Many aspects of the play are drawn from Fielding's own experiences. During Act II, the characters Marplay and Sparkish, two theatre managers, offer poor advice to Luckless on how to improve his play, which they then reject. This fictional event mirrors Fielding's own life when Colley Cibber and Robert Wilks of the Theatre Royal rejected The Temple Beau. Cibber was an inspiration for the character of Marplay and Wilks for Sparkish, but Sparkish does not appear in the revised version of 1734, after Wilks's death. In his place Fielding introduces a character who mocks Theophilus Cibber, Colley's son, and his role in the Actor Rebellion of 1733. Another biographical parallel involves the relationship between Luckless and Mrs Moneywood, which is similar to Fielding's own relationship with Jan Oson, his landlord during his stay in Leiden in early 1729. There Fielding incurred a debt of about £13 (equivalent to about £1,760 as of 2008), and a legal case was brought against him. Abandoning his personal property, Fielding fled to London; Oson's seizure of Fielding's possessions mirrors Mrs Moneywood's threats to seize those belonging to Luckless. Other characters are modelled on well-known personalities of whom Fielding was aware though they were not personal acquaintances:: Mrs Novel is Eliza Haywood, a writer, actress, and publisher; Signior Opera is Senesino, a famous Italian contralto castrato; Bookweight is similar to Edmund Curll, a bookseller and publisher known for unscrupulous publication and publicity; Orator is John Henley, a clergyman, entertainer, and well-known orator; Monsieur Pantomime is John Rich, a director and theatre manager; and Don Tragedio is Lewis Theobald, an editor and author. Sir Farcical Comick is another version of Colley Cibber, but only in his role as an entertainer.

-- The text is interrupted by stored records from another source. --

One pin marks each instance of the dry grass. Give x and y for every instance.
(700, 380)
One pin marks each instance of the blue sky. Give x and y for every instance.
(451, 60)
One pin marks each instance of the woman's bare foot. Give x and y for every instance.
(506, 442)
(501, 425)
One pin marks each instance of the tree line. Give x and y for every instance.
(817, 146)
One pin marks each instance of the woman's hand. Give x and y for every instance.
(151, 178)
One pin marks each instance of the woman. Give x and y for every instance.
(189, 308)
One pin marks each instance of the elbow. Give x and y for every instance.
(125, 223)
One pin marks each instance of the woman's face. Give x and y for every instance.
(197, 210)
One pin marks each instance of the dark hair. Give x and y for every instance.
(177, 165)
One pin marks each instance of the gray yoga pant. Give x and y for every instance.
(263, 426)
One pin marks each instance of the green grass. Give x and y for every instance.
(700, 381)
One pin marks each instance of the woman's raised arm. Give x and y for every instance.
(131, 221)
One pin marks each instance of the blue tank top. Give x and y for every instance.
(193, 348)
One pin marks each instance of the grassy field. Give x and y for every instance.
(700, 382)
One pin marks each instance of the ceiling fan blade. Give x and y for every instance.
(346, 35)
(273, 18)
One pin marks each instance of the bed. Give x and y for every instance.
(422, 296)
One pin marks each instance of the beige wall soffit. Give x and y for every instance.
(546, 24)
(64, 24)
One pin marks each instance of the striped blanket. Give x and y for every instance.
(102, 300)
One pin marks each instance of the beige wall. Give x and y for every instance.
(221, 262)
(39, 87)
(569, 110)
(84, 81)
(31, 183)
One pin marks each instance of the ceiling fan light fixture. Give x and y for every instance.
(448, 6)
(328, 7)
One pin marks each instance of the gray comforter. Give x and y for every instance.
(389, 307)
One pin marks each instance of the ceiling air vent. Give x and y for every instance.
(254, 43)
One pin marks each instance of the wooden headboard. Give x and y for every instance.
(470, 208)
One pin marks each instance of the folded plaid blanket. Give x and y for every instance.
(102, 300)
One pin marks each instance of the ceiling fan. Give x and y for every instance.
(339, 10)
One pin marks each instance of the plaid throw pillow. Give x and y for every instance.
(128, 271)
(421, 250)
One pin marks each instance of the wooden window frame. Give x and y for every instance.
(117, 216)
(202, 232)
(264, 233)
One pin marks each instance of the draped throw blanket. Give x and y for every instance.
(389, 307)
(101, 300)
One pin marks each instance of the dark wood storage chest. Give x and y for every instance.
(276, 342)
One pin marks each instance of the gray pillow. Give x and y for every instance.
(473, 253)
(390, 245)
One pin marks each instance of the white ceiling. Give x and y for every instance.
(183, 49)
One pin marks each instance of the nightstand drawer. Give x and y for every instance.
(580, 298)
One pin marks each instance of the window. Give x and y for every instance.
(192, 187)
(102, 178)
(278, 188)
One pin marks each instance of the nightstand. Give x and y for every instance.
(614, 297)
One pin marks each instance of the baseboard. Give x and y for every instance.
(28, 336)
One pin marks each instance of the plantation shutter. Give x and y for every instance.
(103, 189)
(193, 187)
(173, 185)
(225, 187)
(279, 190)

Fielding drew inspiration from many literary sources and traditions as well as from his own life. The structure and plot of The Author's Farce are similar to those of George Farquhar's Love and a Bottle (1698), in that both plays describe the relationship between an author and his landlady. The plays only deal with the same generalized idea however; the particulars of each are different. Fielding also drew on the Scriblerus Club's use of satire and the humour common to traditional Restoration and Augustan drama. Many of Luckless's situations are similar to those found within various traditional British dramas, including Buckingham's The Rehearsal (1672), a satirical play about staging a play. It is possible that Pope's Dunciad Variorum, published on 13 March 1729, influenced the themes of the play and the plot of the puppet show. The Court of Nonsense in the puppet show are related to the Court of Dulness in The Dunciad and the Court of Nonsense in John Dryden's Mac Flecknoe. The Scriblerus Club style of humour as a whole influences The Author's Farce, and it is possible that Fielding borrowed from Gay's Three Hours after Marriage (1717) and The Beggar's Opera (1728). In turn, Fielding's play influenced later Scriblerus Club works, especially Pope's fourth book of his revised Dunciad and possibly Gay's The Rehearsal at Goatham.